Books

First holocaust

The Slave Ship: A Human History by Marcus Rediker; Penguin Books; Price: Rs.1,198; 355 pp

Reading this history of the trans-Atlantic slave trade is a gut-wrenching experience as one relives the unbridled greed and unimaginable human suffering which was the sub-text of the slave trade, which denuded the Black continent in the 16th-19th centuries of its working population, setting the development of Africa back by several hundred years. African-American scholars have named this involuntary migration, the ‘Maafa’, which in Swahili translates into ‘holocaust’ or ‘great disaster’.

Marcus Rediker, professor of maritime history at the University of Pittsburgh and author of several meticulously researched books on seafaring and piracy, pieces together documentary material, public memoirs, oral and overlooked narratives found in provincial archives, to write this compelling  history of the slave trade that flourished in Britain and America for over 400 years. This tragedy of epic proportions snatched more than 12 million able bodied, working age people from Africa, who were shipped abroad in the most dehumanising conditions imaginable.

Interestingly last year (when the book was published) marked the bicentennial of the Abolition of the Slave Trade Bill 1807, passed by the mother of all Parliaments in Britain following a campaign masterminded by Charles Fox, Lord Grenville and William Wilberforce. Though the slave trade became illegal in 1833 following legislation of the Abolition of Slavery Act, it took another century before bonded labour was actually eliminated. Regrettably, illegal slavery and trafficking in human cargo continues to this day.
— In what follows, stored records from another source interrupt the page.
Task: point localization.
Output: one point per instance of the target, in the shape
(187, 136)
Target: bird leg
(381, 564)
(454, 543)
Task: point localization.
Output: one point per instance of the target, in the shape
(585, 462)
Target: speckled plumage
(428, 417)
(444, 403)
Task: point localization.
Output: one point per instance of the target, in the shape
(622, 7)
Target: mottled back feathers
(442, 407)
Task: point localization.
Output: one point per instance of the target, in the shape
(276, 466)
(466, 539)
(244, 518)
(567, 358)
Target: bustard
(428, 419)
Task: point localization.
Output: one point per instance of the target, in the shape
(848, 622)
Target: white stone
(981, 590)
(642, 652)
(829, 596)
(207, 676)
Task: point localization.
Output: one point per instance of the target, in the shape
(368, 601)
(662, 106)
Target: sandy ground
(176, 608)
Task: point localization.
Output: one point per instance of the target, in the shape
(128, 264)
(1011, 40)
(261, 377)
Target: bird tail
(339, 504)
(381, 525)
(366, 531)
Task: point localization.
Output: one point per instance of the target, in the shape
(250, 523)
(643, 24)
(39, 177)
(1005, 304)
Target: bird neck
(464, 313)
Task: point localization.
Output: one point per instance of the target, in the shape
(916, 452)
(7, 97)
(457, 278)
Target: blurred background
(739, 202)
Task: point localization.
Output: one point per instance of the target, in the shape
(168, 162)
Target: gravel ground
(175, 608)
The remarkable aspect of Rediker’s study of this dehumanising business which powered the world’s first industrial revolution is that even when he uses factual data, he highlights human experiences of horror and terror (without sentimentalising or sensationalisation),  that shaped the daily hell of unfortunate Africans cruelly uprooted from home and hearth to serve in foreign cotton and sugar plantations and dismal factories that signalled the rise of capitalism.

The journey into “this peculiar hell” begins with “stories of the people whose lives were shaped by the slave trade”. Those “swept into the trade’s surreal, swirling vortex” were not only millions of slaves but people of all sorts — thousands of sailors, hundreds of merchants, planters and politicians, pirates, petty traders, murderers and visionaries.
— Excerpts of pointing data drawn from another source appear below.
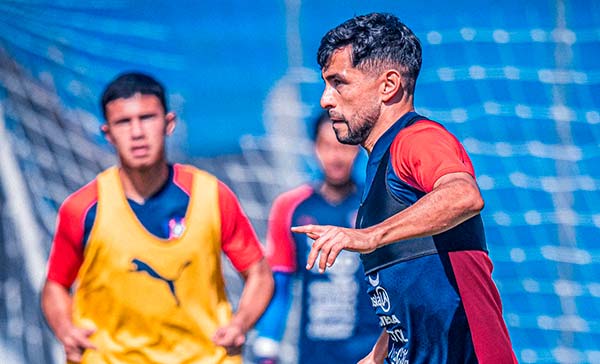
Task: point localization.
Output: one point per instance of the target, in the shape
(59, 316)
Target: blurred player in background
(418, 228)
(140, 246)
(337, 324)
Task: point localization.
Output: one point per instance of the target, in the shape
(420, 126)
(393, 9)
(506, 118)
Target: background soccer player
(337, 324)
(141, 247)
Thus The Slave Ship includes the narratives of the defiant Captain Tomba from Sierra Leone, whose failed conspiracy leads to the cruel death of three other “less valuable” males aboard who are forced to eat the hearts and livers of the executed, and of an anonymous male who “ripped open his throat with his own fingernails”.

The human sharks aboard the vessels were no less predatory than the sea-sharks which tended to trail slave ships all the way across the Atlantic into American ports. In fact, the histories of terrorism and zoology intersect more curiously than the overt links traditionally traced between slavery and colonialism, profit and exploitation.

The slave ship itself — “a strange and potent combination of war machine, mobile prison, and factory” — served different purposes at different times: a floating warehouse and open air market; a workplace that transformed the captives into commodities. A curious amalgam of racism, exploitation, capitalism — the most dramatic interface of slaves with their captors took place on ship decks.

Another type of interactivity was enacted in the holds of slave ships where black people of all descriptions, genders, age profiles, classes and communities were crowded in shackles and manacles. Although confronted with dismal futures and surrounded by the stench of premature death, the wretched captives developed new bonds of kinship, created a mixed new language and fashioned new cultural practices. By detailing these tales of resistance and creativity, the author has paid lasting tribute to the indestructibility of the human spirit and the virtue of optimism. It makes the narrative relevant to tracing the history of human rights in the context of contemporary globalisation.

The slave trade has been long abandoned, but Britain and America are still trying to come to grips with the shame and guilt associated with a morally reprehensible, violent and ethically indefensible phase of their economic and national histories. The rationale of reading this book lies in the fascinating insights provided into the origins of mercantile capitalism, understanding the multi-racial composition of the social fabric of European civilisations and identifying the cross-cultural encounters that spawned the diasporic communities which characterise the new globalised world.